Directly Runnable GMM-HMM Code with Speech Data

Resource Overview

Ready-to-execute GMM-HMM implementation including speech dataset for speech recognition applications

Detailed Documentation

GMM-HMM (Gaussian Mixture Model - Hidden Markov Model) is a widely used statistical modeling approach in speech recognition. For beginners, an immediately runnable code example helps rapidly grasp its operational principles.
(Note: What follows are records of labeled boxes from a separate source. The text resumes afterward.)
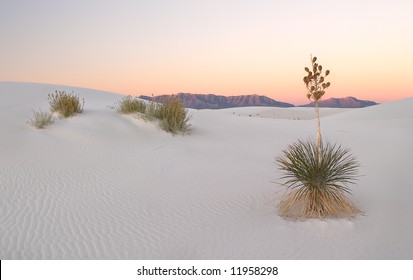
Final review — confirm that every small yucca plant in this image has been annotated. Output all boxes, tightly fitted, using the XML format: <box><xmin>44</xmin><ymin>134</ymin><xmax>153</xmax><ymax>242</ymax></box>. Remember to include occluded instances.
<box><xmin>156</xmin><ymin>97</ymin><xmax>191</xmax><ymax>134</ymax></box>
<box><xmin>115</xmin><ymin>95</ymin><xmax>146</xmax><ymax>114</ymax></box>
<box><xmin>276</xmin><ymin>139</ymin><xmax>361</xmax><ymax>219</ymax></box>
<box><xmin>27</xmin><ymin>110</ymin><xmax>54</xmax><ymax>129</ymax></box>
<box><xmin>276</xmin><ymin>54</ymin><xmax>360</xmax><ymax>219</ymax></box>
<box><xmin>48</xmin><ymin>90</ymin><xmax>85</xmax><ymax>118</ymax></box>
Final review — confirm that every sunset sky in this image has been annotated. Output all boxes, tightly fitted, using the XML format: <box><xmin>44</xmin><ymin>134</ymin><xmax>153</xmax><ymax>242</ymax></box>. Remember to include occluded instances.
<box><xmin>0</xmin><ymin>0</ymin><xmax>413</xmax><ymax>104</ymax></box>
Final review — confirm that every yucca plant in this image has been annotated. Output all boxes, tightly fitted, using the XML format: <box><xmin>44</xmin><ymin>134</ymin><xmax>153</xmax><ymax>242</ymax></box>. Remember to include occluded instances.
<box><xmin>48</xmin><ymin>90</ymin><xmax>85</xmax><ymax>118</ymax></box>
<box><xmin>276</xmin><ymin>57</ymin><xmax>361</xmax><ymax>219</ymax></box>
<box><xmin>303</xmin><ymin>56</ymin><xmax>330</xmax><ymax>162</ymax></box>
<box><xmin>276</xmin><ymin>139</ymin><xmax>360</xmax><ymax>219</ymax></box>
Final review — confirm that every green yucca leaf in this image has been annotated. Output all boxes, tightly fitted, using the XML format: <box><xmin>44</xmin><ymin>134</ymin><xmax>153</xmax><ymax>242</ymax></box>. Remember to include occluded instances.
<box><xmin>276</xmin><ymin>139</ymin><xmax>360</xmax><ymax>220</ymax></box>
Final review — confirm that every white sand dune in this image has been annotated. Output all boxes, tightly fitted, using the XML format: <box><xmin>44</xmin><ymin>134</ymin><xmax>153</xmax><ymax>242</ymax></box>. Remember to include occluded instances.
<box><xmin>0</xmin><ymin>82</ymin><xmax>413</xmax><ymax>259</ymax></box>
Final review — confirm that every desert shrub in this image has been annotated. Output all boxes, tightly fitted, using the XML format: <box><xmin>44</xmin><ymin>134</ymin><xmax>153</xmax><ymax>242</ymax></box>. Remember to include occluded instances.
<box><xmin>115</xmin><ymin>95</ymin><xmax>146</xmax><ymax>114</ymax></box>
<box><xmin>145</xmin><ymin>98</ymin><xmax>162</xmax><ymax>121</ymax></box>
<box><xmin>276</xmin><ymin>139</ymin><xmax>361</xmax><ymax>219</ymax></box>
<box><xmin>27</xmin><ymin>110</ymin><xmax>54</xmax><ymax>129</ymax></box>
<box><xmin>48</xmin><ymin>90</ymin><xmax>85</xmax><ymax>118</ymax></box>
<box><xmin>155</xmin><ymin>97</ymin><xmax>191</xmax><ymax>134</ymax></box>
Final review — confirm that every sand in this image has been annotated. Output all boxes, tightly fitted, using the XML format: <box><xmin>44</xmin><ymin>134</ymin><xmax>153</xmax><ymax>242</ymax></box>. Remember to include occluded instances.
<box><xmin>0</xmin><ymin>82</ymin><xmax>413</xmax><ymax>260</ymax></box>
### Code Logic Breakdown The implementation typically contains these core components:

Data Preparation: Provides speech feature extraction (e.g., MFCC) through functions like librosa.feature.mfcc() to convert raw audio signals into feature vectors suitable for model training. GMM Modeling: Employs Gaussian Mixture Model probability modeling using sklearn.mixture.GaussianMixture to capture distribution characteristics of speech frames. HMM Training: Combines state transition probabilities and observation probabilities (GMM outputs) through Baum-Welch algorithm iterations (implemented via hmmlearn.hmm.GMMHMM) for parameter optimization. Decoding & Evaluation: Uses Viterbi algorithm decoding (via hmmlearn's decode method) to infer hidden state sequences from test speech, calculating recognition accuracy through metrics like sklearn.metrics.accuracy_score.

### Beginner-Friendly Features Complete Dataset: Includes built-in speech datasets (e.g., TIMIT subsets or custom recordings) eliminating tedious data collection and preprocessing. Out-of-the-Box Execution: Clear dependency specifications (Python's hmmlearn/scikit-learn or simplified Kaldi toolkit wrappers) ensure environment-ready execution. Modular Design: Step-by-step commenting facilitates understanding of practical GMM-HMM application pipelines in speech processing.

### Extension Considerations Experiment with adjusting GMM mixture components (n_components parameter) or HMM states (n_states parameter) to observe model performance impacts, providing intuitive understanding of complexity-overfitting tradeoffs through visualization plots.